Singleton class to represent undefined values.

qs_codec.decode(value: str | ~typing.Dict[str, ~typing.Any] | None, options: ~qs_codec.models.decode_options.DecodeOptions = DecodeOptions(allow_dots=False, decode_dot_in_keys=False, allow_empty_lists=False, list_limit=20, charset=<Charset.UTF8: encoding='utf-8'>, charset_sentinel=False, comma=False, delimiter='&', depth=5, parameter_limit=1000, duplicates=<Duplicates.COMBINE: 1>, ignore_query_prefix=False, interpret_numeric_entities=False, parse_lists=True, strict_depth=False, strict_null_handling=False, raise_on_limit_exceeded=False, decoder=<bound method DecodeUtils.decode of <class 'qs_codec.utils.decode_utils.DecodeUtils'>>)) Dict[str, Any][source]

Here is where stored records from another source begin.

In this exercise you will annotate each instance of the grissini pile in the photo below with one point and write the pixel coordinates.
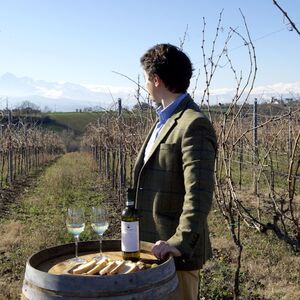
(85, 267)
(105, 267)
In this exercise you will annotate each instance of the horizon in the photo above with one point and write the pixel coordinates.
(73, 51)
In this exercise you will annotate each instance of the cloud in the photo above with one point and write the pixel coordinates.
(69, 96)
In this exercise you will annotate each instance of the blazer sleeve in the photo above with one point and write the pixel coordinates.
(198, 157)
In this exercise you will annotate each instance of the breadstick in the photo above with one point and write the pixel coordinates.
(99, 266)
(118, 268)
(85, 267)
(132, 269)
(108, 268)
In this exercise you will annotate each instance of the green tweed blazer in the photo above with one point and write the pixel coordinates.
(175, 185)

Decodes a query string into a Dict[str, Any].

Providing custom DecodeOptions will override the default behavior.

qs_codec.encode(value: ~typing.Any, options: ~qs_codec.models.encode_options.EncodeOptions = EncodeOptions(allow_dots=False, add_query_prefix=False, allow_empty_lists=False, indices=None, list_format=<ListFormat.INDICES: list_format_name='INDICES', generator=<function ListFormatGenerator.indices>>, charset=<Charset.UTF8: encoding='utf-8'>, charset_sentinel=False, delimiter='&', encode=True, encode_dot_in_keys=False, encode_values_only=False, format=<Format.RFC3986: format_name='RFC3986', formatter=<function Formatter.rfc3986>>, filter=None, skip_nulls=False, serialize_date=<function EncodeUtils.serialize_date>, encoder=<function EncodeOptions.encoder.<locals>.<lambda>>, strict_null_handling=False, comma_round_trip=None, sort=None)) str[source]

Encodes an object into a query string.

Providing custom EncodeOptions will override the default behavior.